Crawler: URL resolution link

catalogue

urlparse()   : Realize the identification and segmentation of URL

urlparse() method other API usage

urlunparse(): realize URL splicing

urlsplit():   Parse the URL and add params and to the path

urlunsplit()   : Complete link splicing

urljoin(): completes the merge of links

urlencode(): serialized as GET request parameters

parse_qs(): inverse sequence: Dictionary

parse_qsl()   Deserialization: Lists

quote(): convert content to URL encoded format

unquote(): decode URL content

The urllib library also provides parse module, which defines the standard interface for processing URLs, such as extracting, merging and link conversion of various parts of URLs. It also supports RUL processing of the following protocols: file, ftp, gopher, hdl, http, imap, mailto, mms, news, nntp, prospero, rsync, rtsp, rtspu, sftp, sip, sips, snews, svn, svn+ssh, telnet and wais.

urlparse()   : Realize the identification and segmentation of URL

from urllib.parse import urlparse

result = urlparse("https://www.baidu.com/s/index.html;user?id=5#comment")
print(type(result) ,result)

result:

<class 'urllib.parse.ParseResult'> 
ParseResult(scheme='https', netloc='www.baidu.com', path='/s/index.html', params='user', query='id=5', fragment='comment')

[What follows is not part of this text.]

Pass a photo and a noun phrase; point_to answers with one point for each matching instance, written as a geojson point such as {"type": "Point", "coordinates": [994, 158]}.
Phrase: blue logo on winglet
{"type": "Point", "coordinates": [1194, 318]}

You can see that the returned result is a ParseResult object, which contains six parts: scheme, nteloc, path, params, query and fragment.

You can roughly see urlparse()   Method to split it into six parts. A general observation shows that parsing has a specific separator.

  • ://   : The scheme in front represents the protocol;
  • First/   The symbol is preceded by netloc, the domain name
  • Followed by path, i.e. access path;
  • Semicolon; params in front
  • question mark? Followed by the query condition query, which is generally used as a GET type URL;
  • Well number #, followed by tracing point. Users can directly locate the drop-down position inside the page

In general, we can get a standard link format: scheme://netloc/path;params?query#fragment

urlparse() method other API usage

def urlparse(url, scheme='', allow_fragments=True)

urlstring: This is a required item, that is, the URL to be resolved
scheme: it is the default protocol (such as http or https). If the link does not carry information, it will be used as the default protocol.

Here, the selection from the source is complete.